In 2015, the Federal Aviation Administration issued an interim final rule setting up various requirements for drones that weigh less than 25kg and more than about half a pound. Though states and local governments had gradually set up their own rules as drones became more popular, the federal government had largely stayed out of the issue. New registration requirements and other prohibitions prompted a hobbyist named John Taylor to file a lawsuit against the administrator of the FAA, arguing that the agency didn’t have jurisdiction in the matter.
Last year, an appeals court sided with Taylor, saying that the FAA had historically stayed away from regulating model aircraft and that the 2012 FAA Modernisation and Reform Act “codified the FAA’s longstanding hands-off approach to the regulation of model aircraft.” While the act was designed by Congress to instruct the FAA to pave the way for more commercial drone usage (like Amazon’s dream program of delivering packages from the sky), Section 336(a) specifically exempted model aircraft enthusiasts.
In today’s ruling, the court found that Section 336 didn’t mean the FAA gave up its regulatory oversight forever. In his opinion, Judge Merrick Garland wrote, “Section 336 also provides, however, that nothing in it ‘shall be construed to limit the authority of the [FAA] Administrator to pursue enforcement action against persons operating model aircraft who endanger the safety of the national airspace system.'”
While this affirms the regulatory burden on drone hobbyists, Bloomberg points out that this is a victory for big tech:
Friday’s ruling is at least a partial win for companies including Alphabet Inc.‘s Project Wing and Amazon.com Inc.’s Prime Air, which have urged regulators and lawmakers to impose additional standards on the millions of people who fly hobbyist drones. Such requirements are needed to ensure that it’s safe to operate the autonomous delivery systems they are developing, the companies say.
In April, back when 336 was interpreted to negate the FAA’s toy drone rules, the Commercial Drone Alliance, a lobbying group that counts Alphabet among its members, specifically called for Congress to repeal Section 336, saying that “basic ‘rules of the road’ are needed to manage all this new air traffic.” While it is strange to see major corporations calling for more regulation, it’s also clear that running a dangerous commercial drone program at a national level would be a nightmare with a million amateurs flying around and no way of knowing what they’re doing. We asked Amazon and Google for comment on the ruling but didn’t receive an immediate reply.

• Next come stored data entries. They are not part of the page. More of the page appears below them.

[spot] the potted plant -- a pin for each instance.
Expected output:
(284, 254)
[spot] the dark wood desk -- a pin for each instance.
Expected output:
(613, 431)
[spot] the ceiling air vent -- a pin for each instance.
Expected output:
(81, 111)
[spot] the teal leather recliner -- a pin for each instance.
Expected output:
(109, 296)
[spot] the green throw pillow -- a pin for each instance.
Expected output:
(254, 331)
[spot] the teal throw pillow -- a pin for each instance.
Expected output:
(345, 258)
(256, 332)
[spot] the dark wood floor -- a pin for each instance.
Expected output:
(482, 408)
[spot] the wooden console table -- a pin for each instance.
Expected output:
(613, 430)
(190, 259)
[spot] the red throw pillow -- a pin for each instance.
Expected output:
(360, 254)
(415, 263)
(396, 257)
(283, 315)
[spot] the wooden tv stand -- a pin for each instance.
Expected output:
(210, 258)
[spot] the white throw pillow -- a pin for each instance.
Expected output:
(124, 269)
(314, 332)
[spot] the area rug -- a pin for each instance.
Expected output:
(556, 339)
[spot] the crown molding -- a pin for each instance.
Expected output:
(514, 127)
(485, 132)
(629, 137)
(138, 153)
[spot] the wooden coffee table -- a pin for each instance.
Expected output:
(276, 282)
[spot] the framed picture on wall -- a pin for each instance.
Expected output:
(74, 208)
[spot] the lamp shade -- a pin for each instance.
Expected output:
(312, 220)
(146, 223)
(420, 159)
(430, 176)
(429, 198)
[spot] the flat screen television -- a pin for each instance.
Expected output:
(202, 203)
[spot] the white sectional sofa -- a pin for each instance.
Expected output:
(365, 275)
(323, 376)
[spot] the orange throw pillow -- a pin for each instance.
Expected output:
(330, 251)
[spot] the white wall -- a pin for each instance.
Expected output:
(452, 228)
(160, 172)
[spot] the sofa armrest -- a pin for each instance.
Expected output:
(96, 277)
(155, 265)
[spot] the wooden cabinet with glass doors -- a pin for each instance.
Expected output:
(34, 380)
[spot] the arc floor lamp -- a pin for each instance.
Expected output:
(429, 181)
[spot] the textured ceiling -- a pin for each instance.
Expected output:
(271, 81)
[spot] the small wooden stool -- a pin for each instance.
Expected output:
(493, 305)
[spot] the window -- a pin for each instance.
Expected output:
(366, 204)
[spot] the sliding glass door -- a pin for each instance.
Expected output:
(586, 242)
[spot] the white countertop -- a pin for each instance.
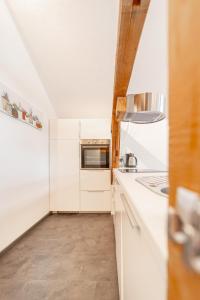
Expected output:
(151, 208)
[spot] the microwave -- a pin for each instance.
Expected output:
(95, 154)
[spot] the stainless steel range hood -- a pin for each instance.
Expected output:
(145, 108)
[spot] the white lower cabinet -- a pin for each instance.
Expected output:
(95, 195)
(93, 201)
(91, 180)
(118, 234)
(139, 275)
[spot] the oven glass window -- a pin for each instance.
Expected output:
(97, 157)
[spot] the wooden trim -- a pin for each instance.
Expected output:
(132, 15)
(120, 108)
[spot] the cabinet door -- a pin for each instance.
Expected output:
(91, 180)
(142, 278)
(64, 175)
(96, 129)
(64, 129)
(95, 201)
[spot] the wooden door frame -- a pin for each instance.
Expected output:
(132, 15)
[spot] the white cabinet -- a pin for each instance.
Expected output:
(118, 209)
(64, 175)
(141, 274)
(95, 129)
(98, 201)
(95, 190)
(95, 180)
(64, 129)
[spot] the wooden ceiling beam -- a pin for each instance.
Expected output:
(132, 16)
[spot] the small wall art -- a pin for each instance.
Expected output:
(15, 107)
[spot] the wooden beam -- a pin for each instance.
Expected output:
(132, 16)
(120, 108)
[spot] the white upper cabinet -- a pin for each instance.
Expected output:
(95, 129)
(64, 129)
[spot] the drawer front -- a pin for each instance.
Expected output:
(95, 180)
(95, 201)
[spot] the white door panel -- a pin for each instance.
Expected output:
(96, 201)
(64, 175)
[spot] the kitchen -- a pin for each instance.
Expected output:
(90, 126)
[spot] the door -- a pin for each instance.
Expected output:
(95, 156)
(64, 175)
(95, 129)
(184, 119)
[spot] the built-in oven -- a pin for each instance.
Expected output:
(95, 154)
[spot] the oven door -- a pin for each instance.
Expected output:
(95, 157)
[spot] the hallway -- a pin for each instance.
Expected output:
(65, 257)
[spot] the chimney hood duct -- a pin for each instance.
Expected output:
(145, 108)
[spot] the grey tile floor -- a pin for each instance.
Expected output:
(65, 257)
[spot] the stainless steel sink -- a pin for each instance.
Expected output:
(136, 170)
(157, 184)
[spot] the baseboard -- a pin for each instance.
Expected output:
(23, 234)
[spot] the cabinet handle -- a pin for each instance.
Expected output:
(95, 191)
(129, 213)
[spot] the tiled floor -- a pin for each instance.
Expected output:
(65, 257)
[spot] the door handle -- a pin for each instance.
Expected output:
(97, 191)
(184, 226)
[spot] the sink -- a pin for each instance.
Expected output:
(136, 170)
(157, 184)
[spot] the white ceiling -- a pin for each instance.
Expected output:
(72, 45)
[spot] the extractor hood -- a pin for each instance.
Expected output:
(145, 108)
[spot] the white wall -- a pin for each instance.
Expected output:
(72, 44)
(150, 74)
(24, 161)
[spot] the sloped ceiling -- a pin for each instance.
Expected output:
(72, 44)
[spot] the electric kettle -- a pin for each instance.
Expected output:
(130, 160)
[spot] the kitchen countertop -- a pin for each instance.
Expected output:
(150, 209)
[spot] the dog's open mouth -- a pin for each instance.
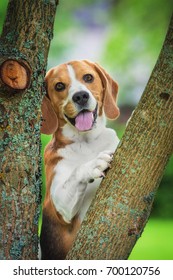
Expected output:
(84, 120)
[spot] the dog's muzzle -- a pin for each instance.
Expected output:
(85, 120)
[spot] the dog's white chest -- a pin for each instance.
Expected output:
(71, 189)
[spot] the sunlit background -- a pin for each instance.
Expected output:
(125, 37)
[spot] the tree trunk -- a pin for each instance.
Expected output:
(123, 202)
(24, 48)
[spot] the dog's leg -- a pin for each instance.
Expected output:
(67, 198)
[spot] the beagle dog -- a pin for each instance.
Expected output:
(80, 95)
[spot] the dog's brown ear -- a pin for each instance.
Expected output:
(50, 121)
(110, 94)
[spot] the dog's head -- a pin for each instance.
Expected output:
(77, 93)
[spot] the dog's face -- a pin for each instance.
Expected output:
(77, 93)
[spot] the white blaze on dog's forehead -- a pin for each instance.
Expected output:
(76, 85)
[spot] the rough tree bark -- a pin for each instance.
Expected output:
(123, 203)
(24, 46)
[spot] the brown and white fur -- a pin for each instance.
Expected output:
(79, 153)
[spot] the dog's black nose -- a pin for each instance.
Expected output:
(81, 97)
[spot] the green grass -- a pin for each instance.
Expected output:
(156, 242)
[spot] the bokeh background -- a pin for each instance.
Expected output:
(125, 37)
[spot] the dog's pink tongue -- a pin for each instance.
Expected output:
(84, 121)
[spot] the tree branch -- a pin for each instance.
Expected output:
(123, 202)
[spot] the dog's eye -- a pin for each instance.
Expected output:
(60, 86)
(88, 78)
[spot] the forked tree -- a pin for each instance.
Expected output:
(123, 203)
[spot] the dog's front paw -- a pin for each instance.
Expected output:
(101, 163)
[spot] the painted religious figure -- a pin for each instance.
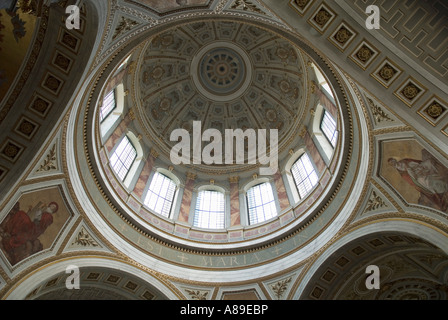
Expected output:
(32, 224)
(20, 231)
(426, 175)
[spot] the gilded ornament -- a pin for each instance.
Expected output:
(301, 3)
(343, 35)
(434, 110)
(364, 53)
(322, 17)
(50, 161)
(387, 72)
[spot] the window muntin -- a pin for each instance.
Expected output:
(261, 203)
(304, 174)
(109, 104)
(123, 157)
(160, 194)
(210, 210)
(328, 127)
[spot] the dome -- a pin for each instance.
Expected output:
(214, 88)
(221, 75)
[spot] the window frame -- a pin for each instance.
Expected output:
(307, 191)
(110, 111)
(128, 169)
(150, 192)
(272, 203)
(334, 139)
(197, 216)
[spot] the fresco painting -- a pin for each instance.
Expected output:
(32, 224)
(415, 173)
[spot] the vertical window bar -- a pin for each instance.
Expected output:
(261, 203)
(328, 127)
(210, 210)
(109, 104)
(304, 174)
(123, 157)
(160, 194)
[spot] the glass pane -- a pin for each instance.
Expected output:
(108, 106)
(210, 210)
(260, 203)
(160, 194)
(304, 175)
(328, 127)
(122, 158)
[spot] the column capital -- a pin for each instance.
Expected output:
(234, 179)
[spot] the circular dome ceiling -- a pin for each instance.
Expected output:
(227, 75)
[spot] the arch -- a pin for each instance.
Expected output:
(40, 276)
(410, 227)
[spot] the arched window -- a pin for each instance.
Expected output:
(111, 110)
(109, 104)
(160, 194)
(304, 174)
(261, 203)
(328, 127)
(123, 157)
(210, 210)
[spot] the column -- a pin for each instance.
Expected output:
(145, 173)
(281, 191)
(187, 198)
(235, 218)
(325, 100)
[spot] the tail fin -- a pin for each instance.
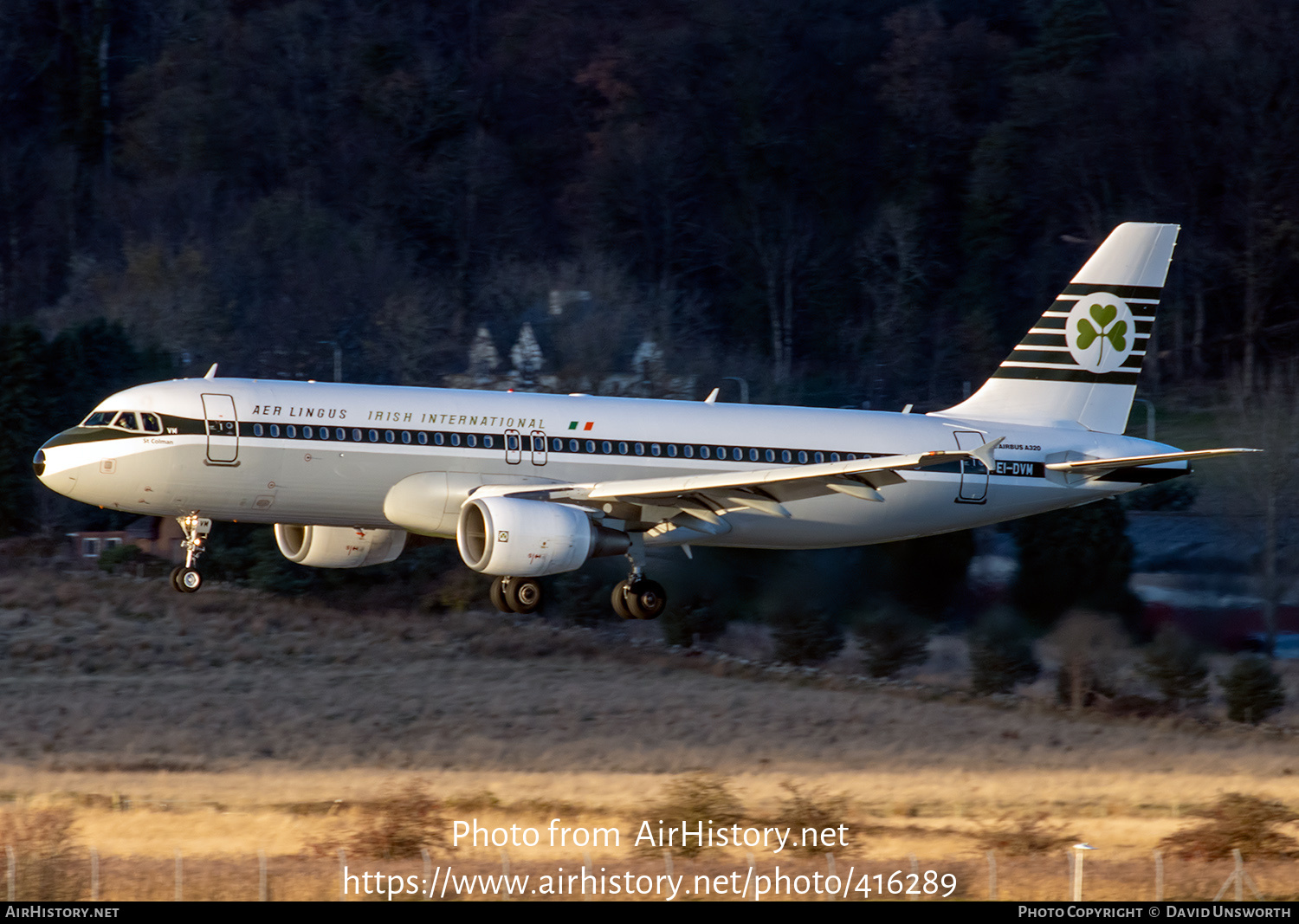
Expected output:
(1080, 361)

Interestingly, today’s decision was written by President Obama’s pick for the Supreme Court, Merrick Garland. Garland was never granted a hearing by the Republican-controlled Senate. Now that President Trump is looking to fill an empty Supreme Court seat, conservative judge Brett M. Kavanaugh is considered to likely be his top pick. Kavanaugh wrote the original opinion that agreed with Taylor that this is not the FAA’s domain. If Kavanaugh gets the lifetime appointment and Taylor decides to push his case to the Supreme Court, the judge would likely recuse himself but who the hell knows.